Ever picked up a glossy magazine and wondered how to get your product in there? Admittedly it’s not easy, but there are definitely things you can do to increase your chances of success.
The best place to start is by doing your research. For example, if you sell baby products, head to your local newsagent and pick up all the parenting magazines you can find. Once you have them, it’s a case of read, read, read - check out any PR practitioner’s office and they’ll quite often be surrounded by publications decked in a rainbow of coloured sticky notes in a bid to know their target media.

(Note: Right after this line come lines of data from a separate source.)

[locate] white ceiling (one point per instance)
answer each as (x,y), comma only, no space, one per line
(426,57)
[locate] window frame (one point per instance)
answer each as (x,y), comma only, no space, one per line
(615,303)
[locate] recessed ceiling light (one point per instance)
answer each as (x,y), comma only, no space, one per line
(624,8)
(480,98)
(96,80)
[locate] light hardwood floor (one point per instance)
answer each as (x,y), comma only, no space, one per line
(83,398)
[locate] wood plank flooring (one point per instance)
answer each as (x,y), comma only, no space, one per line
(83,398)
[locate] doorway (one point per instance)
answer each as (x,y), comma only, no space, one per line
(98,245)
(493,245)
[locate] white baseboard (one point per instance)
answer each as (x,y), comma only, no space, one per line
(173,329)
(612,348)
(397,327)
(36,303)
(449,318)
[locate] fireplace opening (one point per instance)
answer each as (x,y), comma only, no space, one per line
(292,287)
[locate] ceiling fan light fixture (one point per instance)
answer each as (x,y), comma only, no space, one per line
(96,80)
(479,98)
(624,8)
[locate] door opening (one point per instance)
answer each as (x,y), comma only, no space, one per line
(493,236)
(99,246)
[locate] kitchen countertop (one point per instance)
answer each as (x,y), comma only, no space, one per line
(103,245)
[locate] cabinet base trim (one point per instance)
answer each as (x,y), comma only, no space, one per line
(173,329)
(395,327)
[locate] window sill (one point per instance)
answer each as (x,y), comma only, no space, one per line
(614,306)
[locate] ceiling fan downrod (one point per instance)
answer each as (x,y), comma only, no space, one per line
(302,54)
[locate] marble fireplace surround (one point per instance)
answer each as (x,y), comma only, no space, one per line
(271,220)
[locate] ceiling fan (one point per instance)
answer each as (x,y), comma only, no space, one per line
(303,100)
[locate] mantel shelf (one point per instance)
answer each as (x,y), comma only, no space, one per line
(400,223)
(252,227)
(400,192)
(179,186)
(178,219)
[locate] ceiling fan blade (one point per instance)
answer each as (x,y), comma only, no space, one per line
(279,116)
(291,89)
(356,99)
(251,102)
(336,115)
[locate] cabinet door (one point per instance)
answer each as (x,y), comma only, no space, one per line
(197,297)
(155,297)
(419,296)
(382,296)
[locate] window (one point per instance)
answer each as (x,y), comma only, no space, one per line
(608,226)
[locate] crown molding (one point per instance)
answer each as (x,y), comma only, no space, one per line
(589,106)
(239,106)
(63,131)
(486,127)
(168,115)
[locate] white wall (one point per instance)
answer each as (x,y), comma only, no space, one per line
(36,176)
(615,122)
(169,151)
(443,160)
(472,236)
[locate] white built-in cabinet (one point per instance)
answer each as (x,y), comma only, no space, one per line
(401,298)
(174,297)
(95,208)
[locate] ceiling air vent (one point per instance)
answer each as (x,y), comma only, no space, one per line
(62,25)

The next job is to grab a coffee and take a really close look at each publication – whatever those around you think, this is work and not play! What is featured and are there any regular slots you could potentially contribute to? Make a note of anything you see that you think is relevant. Often you can find:
- Gift pages your product would perhaps be suitable for
- Design shoots that your product could potentially be incorporated into (art directors are regularly on the look out for fresh ideas and the ‘latest thing’)
- Interview-based features
- Top tips sections
- A letters page
The list goes on!
Now look at the magazine to see who makes up the editorial team. Sometimes the journalists will have their bylines on the features you wish to target, which makes life easy but it’s not always the case. However somewhere in the publication, usually towards the front, will be a list of the editorial and advertising contacts. Unless you’re sure of yourself, it’s best to start with one of the editorial assistants who may have more time to help. Editors are extremely busy people and generally hard to get hold of too.
Before you pick up the phone, decide what you have to share that would fit the different features. Never call a journalist without having the information ready they might need. If you do, you risk securing an opportunity then not being able to deliver, which could damage the relationship (and your confidence) from the start.
Pre-empt what the journalist may ask for – this is likely to be who you are, where you’re calling from and product details as a start. Make sure you have your elevator pitch down perfectly as you’ll have little time to win them over. If you can, get a name and email address so you can send the details over in writing. This is often preferable if the product or service is complex and you need more time to explain.
Photography is key to success. Although posting out a product sample sounds like a good idea, it’s costly for you and consumer magazines are often inundated. It’s also amazing how many items get lost. Some high resolution professional product shots on a white background are the perfect way to start and if they need the product itself, the journalist will let you know.
If you get the chance, always ask the journalist whether they have a forward features schedule, which set out any planned features across the year (note that some publications sometimes list these on the website so it’s worth checking first). Identifying their deadlines is also mission critical because there’s no point putting hard work in to find the magazine has already gone to print. Amazing how easily this can happen!
This brings me onto another useful point. Don’t forget that many monthlies are often ‘longer lead,’ which means they work three-four months in advance. Now is the perfect time to be pitching for Christmas! Not the same for weeklies obviously but something to bear in mind.
Finally, don’t forget to keep a track of who you have pitched to and when – this is where many people fail and it can very quickly get confusing if you’ve spoken to several people at one publication over a number of weeks. Keep a simple excel sheet so you can log who, what, where and when. It’s an invaluable tool when you’re put on the spot, especially if you’re following up a request to call back and the initial conversation sounded positive.
Ultimately nothing beats the buzz you get when you see your product in print and with the right publication, coverage can very quickly drum up enquiries and sales. Be prepared, be patient and be persistent and in time, all the effort will be worthwhile. Good luck!